Now a question, is that then the final push, to have native reserve land and land with unextinguished title be removed from legal protection in order that the resource base of those lands, and the right of way for commercial passage, are all owned by corporate interests? As the government can no longer “cut off” land as earlier governments in B.C. did with First Nations lands, is this there mechanism - financial starvation and opening up land for private speculation - the means to controlling the land for corporate “benefits“? Will a Chinese company, or some other foreign owned company, gain the rights to First Nations land, leaving the people of the First Nations as another source of cheap wage labour as has happened elsewhere in the Americas (see Mexico under the NAFTA agreement)?

Finally, some unrelated questions on the F-35

John Ivison, a pro-Conservative pundit on CTVs Question Period indicated that he had the cost of a single F-35 pegged at $88 million dollars. However, more internet research showed that this cost does not include what are labelled “ancillary” costs - things like weapons systems! As an analogy, that is like buying all those electronic goodies that say batteries not included, except that the government does not tell us that the batteries are not included.
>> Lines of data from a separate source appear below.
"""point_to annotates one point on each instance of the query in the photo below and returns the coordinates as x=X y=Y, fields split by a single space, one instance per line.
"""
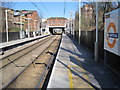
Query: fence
x=88 y=39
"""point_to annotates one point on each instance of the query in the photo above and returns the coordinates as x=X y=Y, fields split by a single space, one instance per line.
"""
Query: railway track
x=20 y=53
x=15 y=68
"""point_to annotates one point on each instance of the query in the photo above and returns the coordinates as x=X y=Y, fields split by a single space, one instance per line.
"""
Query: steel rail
x=39 y=44
x=5 y=87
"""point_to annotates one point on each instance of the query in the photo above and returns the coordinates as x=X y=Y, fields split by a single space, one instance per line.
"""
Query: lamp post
x=21 y=32
x=79 y=21
x=72 y=30
x=6 y=11
x=28 y=26
x=34 y=28
x=96 y=42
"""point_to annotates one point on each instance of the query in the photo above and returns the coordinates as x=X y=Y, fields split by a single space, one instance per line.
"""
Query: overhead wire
x=45 y=7
x=64 y=8
x=37 y=7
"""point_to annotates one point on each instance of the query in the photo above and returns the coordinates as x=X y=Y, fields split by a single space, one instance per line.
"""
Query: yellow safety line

Are we buying the plane’s mainframe, only to have to spend millions more per plane equipping them for their expected combat role? Why, I wonder - and this is perhaps the media’s fault and not that of the MPs - is there no apparent public awareness that these prices are not the full deal? The procurement costs are high enough, and yes, the lifetime operational costs should be considered as well, but we should know whether the batteries are included or not.

Ultimately, knowing how the U.S. military industrial complex works, whatever the stated costs are, they will surely double as time passes. And what about obsolescence? These planes have been more than a decade in the making and still are not competently nor fully operational.

A Chinese proposition….

Seeing as how we are courting Chinese/Asian investment in Canada as the U.S. economy - which is largely based on that military-industrial complex - teeters and threatens more decline, we should be looking to the Chinese military.

They are the current leaders in technological innovation in the world, having overtaken the U.S. as it concerns itself with its self-destructive “financialized” economy. They have the J-20 stealth plane that for Canada’s needs would fit the specifications as well as being 50 to 80 per cent cheaper to produce than the U.S. or European equivalents.

Why are we not looking to China for our military investments? U.S. technological innovation is in serious decline, China is taking the lead. If we are so interested in a global economy, why not include the J-20 as a competitive bidder for the procurement process? Are they our enemies or our trading partners?

Now that would send a powerful message to the rest of the world that Canada is an open independent big player on global markets and is not kowtowing to anybody.